Given that this is so ugly, what is the clean way? From hints in various places, I surmise that with TPROXY, if you use getsockname, it returns the original destination (of the first SYN packet). While this is not proven to me, at least we know that with TPROXY, the flow has the original destination ip/port preserved, anyway.

So, with the TPROXY, option, the code could possible look like this:

socket = socket(options)
socket.setsockopt(SOL_IP, IP_TRANSPARENT)
socket.bind(addr, port)
socket.listen()

while true:
  conn = socket.accept()
  destaddr = conn.getsockname()
  # process

5. Socket Options

Looking at man pages of getsockopt and setsockopt is not exactly useful.

  • Looking at man 7 socket gives us a detailed listing of the Socket level, ie SOL_SOCKET options.
    • One of the options here allows attaching packet filters, both the classical BPF and the new eBPF.
  • Looking at man 7 ip tells us that the IP level is selected using SOL_IPPROTO_IP. What then of SOL_IP? Where is that defined?

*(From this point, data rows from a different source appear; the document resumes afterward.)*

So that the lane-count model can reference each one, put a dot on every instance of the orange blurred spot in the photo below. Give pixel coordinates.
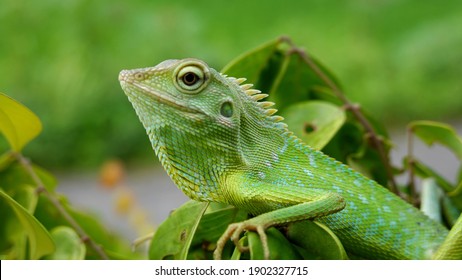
(124, 202)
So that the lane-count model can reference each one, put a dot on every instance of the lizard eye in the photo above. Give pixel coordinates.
(227, 109)
(191, 78)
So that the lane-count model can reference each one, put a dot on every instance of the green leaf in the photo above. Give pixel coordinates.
(315, 122)
(17, 123)
(173, 238)
(280, 248)
(40, 240)
(317, 239)
(68, 244)
(434, 132)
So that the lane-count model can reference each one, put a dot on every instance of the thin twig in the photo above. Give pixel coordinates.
(57, 204)
(354, 108)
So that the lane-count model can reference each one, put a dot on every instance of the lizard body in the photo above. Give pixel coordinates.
(219, 142)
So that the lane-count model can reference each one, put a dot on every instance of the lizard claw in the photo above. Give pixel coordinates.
(234, 232)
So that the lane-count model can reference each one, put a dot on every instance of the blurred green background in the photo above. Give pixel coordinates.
(400, 59)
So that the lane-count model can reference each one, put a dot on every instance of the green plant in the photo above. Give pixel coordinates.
(316, 109)
(37, 222)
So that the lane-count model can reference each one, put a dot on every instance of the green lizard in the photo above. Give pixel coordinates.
(219, 142)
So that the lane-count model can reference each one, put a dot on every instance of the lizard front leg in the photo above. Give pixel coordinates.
(302, 204)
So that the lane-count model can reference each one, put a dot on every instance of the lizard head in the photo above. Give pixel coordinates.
(197, 119)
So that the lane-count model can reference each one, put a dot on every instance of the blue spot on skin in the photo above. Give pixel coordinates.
(338, 189)
(312, 161)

Not clear. At least this man page gives us a list of IP related options including the previously mentioned IPTRANSPARENT, though I can't see SOORIGINALDST anywhere. What then?
  • Looking at man 7 tcp, gives us a number of options under SOL_IPPROTO_TCP.
    • For example, there is an interesting option TCP_CONGESTION, allowing the selection of a congestion control algorithm.
  • There is a section under man 7 udp about SOL_IPPROTO_UDP, as expected.
  • Interestingly, man 7 packet talks about sending L2 packets on sockets. We have some options here under SOL_PACKET.
  • Also look at man 7 raw for raw L3 packet processing.

So, we have a nice listing of levels and options. But, I don't have the expected SOL_IP anywhere? What to do? Is that an alias or superseded by SOL_IPPROTO_IP?

6. Moral of the story

  1. TCP proxying is not as easy as HTTP proxying.
  2. There are at least 2 different ways to to TCP proxying:
    1. REDIRECT + getsockopt(SOL_SOCKET, SO_ORIGINAL_DST).
    2. TPROXY + setsockopt(SOL_IPPROTO_IP, IP_TRANSPARENT) + getsockname.
  3. You should use the second option if possible since it is the cleaner choice.
  4. Envoy so far uses the first option. There have been attempts to get the second option in, but this hasn't been taken in. See here.
  5. Socket options allow for a great level of control - but are poorly documented.